B The ultimate aim of these headsets is to generate a 360-degree, 3D virtual world,


enabling the viewer to enjoy what they are watching without the physical limits of a
TV, computer or cinema screen. There are two LCD displays, one for each eye, which
display images being sent by the computer or some such device (via an HDMI cable)
or on the screen of a smartphone inserted into the front of the headset. Lenses, set
inside the HMD between the user’s eyes and the LCD displays, are necessary to
counteract the natural differences between what one human eye and the other
simultaneously see.

C These lenses enable two 2D images of the display to be viewed, thus creating a
tailored picture for each eye. These combine to create the illusion of ‘real life’ in 3D.
The HMD also uses ‘head tracking’, a system that follows the principle of aircraft
flight, tracking three measurements known as pitch, yaw and roll (or movement along
the x, y and z axes). It means that when the user tilts their head up, down, or to the
side, VR follows these motions and allows them to ‘see’ all around them.

D With such technology in place, one of the most notable sectors in which VR is likely
to have far-reaching effects will be the games industry.
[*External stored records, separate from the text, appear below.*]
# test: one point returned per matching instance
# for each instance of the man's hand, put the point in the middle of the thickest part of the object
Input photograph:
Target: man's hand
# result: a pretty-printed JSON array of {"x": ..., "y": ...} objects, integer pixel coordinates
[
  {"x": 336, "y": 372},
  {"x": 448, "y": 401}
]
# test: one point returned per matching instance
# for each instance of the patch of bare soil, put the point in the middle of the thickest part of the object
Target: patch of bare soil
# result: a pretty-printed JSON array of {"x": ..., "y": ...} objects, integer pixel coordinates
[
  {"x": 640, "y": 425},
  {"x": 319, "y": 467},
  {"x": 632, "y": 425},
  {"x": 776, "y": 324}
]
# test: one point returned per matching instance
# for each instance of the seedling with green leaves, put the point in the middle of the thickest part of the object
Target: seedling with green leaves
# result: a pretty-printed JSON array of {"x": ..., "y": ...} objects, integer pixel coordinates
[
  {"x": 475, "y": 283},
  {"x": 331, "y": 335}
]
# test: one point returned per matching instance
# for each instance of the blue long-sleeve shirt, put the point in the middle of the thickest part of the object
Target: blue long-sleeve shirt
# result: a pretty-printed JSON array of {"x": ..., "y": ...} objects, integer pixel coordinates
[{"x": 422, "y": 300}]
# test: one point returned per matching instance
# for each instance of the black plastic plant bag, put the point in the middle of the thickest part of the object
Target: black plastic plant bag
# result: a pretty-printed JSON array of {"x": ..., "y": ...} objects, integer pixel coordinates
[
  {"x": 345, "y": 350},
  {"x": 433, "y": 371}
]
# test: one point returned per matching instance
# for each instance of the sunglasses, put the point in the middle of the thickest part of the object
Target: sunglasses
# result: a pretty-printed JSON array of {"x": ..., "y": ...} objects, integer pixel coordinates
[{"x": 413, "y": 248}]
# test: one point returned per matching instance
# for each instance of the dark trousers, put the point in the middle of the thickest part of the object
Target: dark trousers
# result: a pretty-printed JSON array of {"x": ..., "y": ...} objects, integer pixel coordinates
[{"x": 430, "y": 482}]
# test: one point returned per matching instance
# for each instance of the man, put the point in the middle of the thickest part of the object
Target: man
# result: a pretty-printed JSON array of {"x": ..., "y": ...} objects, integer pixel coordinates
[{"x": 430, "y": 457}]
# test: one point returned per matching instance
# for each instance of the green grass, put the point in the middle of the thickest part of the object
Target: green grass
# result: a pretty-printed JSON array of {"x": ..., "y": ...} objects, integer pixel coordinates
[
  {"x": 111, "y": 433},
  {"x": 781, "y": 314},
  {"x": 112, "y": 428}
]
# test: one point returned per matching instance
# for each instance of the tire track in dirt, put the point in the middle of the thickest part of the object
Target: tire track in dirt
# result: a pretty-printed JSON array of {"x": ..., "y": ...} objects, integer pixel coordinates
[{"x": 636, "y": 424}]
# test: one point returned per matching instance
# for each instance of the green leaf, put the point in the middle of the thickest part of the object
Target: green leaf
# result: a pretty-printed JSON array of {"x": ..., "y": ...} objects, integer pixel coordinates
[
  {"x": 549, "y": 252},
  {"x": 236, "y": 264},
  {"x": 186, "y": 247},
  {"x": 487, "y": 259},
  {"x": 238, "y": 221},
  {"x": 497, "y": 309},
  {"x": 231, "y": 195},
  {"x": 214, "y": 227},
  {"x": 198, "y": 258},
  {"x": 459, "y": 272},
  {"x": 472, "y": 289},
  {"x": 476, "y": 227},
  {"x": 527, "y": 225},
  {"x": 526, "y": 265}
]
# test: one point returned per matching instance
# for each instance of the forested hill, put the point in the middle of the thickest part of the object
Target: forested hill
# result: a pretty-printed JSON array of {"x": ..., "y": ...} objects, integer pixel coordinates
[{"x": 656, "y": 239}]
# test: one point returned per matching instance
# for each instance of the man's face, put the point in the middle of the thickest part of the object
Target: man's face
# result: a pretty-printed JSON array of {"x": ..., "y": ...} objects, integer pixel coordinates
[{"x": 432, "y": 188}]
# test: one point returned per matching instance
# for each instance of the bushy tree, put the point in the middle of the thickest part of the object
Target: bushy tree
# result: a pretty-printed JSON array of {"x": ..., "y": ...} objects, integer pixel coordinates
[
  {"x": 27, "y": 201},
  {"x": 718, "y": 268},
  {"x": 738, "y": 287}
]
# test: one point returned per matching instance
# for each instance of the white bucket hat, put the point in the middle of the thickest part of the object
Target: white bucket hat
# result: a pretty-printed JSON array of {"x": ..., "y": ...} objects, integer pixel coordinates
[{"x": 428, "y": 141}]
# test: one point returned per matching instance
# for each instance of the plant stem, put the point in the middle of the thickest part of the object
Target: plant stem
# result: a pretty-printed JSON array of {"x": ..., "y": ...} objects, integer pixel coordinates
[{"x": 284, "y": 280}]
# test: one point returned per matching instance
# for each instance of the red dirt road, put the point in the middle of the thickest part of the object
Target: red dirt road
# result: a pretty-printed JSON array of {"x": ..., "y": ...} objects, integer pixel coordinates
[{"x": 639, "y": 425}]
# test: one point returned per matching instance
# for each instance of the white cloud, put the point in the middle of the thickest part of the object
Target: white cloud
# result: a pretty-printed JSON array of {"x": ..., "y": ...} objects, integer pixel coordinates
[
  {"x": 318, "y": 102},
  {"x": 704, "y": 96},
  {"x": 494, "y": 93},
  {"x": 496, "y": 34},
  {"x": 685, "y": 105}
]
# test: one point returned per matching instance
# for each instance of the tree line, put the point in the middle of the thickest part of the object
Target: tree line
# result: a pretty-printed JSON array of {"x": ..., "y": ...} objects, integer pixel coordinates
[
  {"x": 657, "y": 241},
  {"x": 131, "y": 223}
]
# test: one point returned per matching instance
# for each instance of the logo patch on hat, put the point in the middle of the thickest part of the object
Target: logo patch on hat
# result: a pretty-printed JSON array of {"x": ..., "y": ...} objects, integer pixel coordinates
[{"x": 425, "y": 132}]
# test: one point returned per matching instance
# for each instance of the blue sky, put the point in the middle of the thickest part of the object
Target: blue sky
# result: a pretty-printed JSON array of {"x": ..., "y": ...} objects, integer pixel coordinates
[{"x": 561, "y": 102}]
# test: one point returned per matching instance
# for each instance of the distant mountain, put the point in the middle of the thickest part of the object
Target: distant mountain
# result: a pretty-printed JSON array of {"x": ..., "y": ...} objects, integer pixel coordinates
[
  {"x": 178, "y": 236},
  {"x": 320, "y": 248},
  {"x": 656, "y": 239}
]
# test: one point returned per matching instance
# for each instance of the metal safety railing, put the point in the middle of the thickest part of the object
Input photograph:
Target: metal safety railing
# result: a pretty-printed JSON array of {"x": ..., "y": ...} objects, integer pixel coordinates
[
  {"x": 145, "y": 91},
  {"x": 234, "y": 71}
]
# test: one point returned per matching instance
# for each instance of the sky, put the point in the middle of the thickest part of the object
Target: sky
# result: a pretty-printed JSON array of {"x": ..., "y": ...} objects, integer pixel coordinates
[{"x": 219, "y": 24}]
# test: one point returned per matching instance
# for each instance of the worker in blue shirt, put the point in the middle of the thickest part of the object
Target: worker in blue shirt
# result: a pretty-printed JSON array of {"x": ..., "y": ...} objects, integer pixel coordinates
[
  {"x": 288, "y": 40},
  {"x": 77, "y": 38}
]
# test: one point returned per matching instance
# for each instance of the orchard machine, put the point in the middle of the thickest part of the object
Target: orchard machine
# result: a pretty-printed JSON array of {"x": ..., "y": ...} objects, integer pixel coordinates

In this field, traditional games
are in development even now with far greater scope for creativity than ever before.
Role Playing Games (RPGs), in which a gamer plays the part of a character from a
first-person viewpoint, moving through an entirely imagined, graphically rendered
world, are nothing new. However, VR games designers will be able to add to this
existing appeal by enabling the user to look all around themselves at a fully
immersive world, one in which the flow of the narrative can more easily be controlled
by the gamer, rather than the creator.

E Despite this, games designers currently appear to be more attracted to the untapped
potential of new approaches to their end product. For example, games may become
less about employing motor skills, such as swift reflexes or hand-eye coordination.
Instead, the aim may be to enjoy the experience of a VR world in a more unhurried
way, with traditional game mechanics (e.g. accumulating points, moving through a
series of levels) running alongside as a secondary concern.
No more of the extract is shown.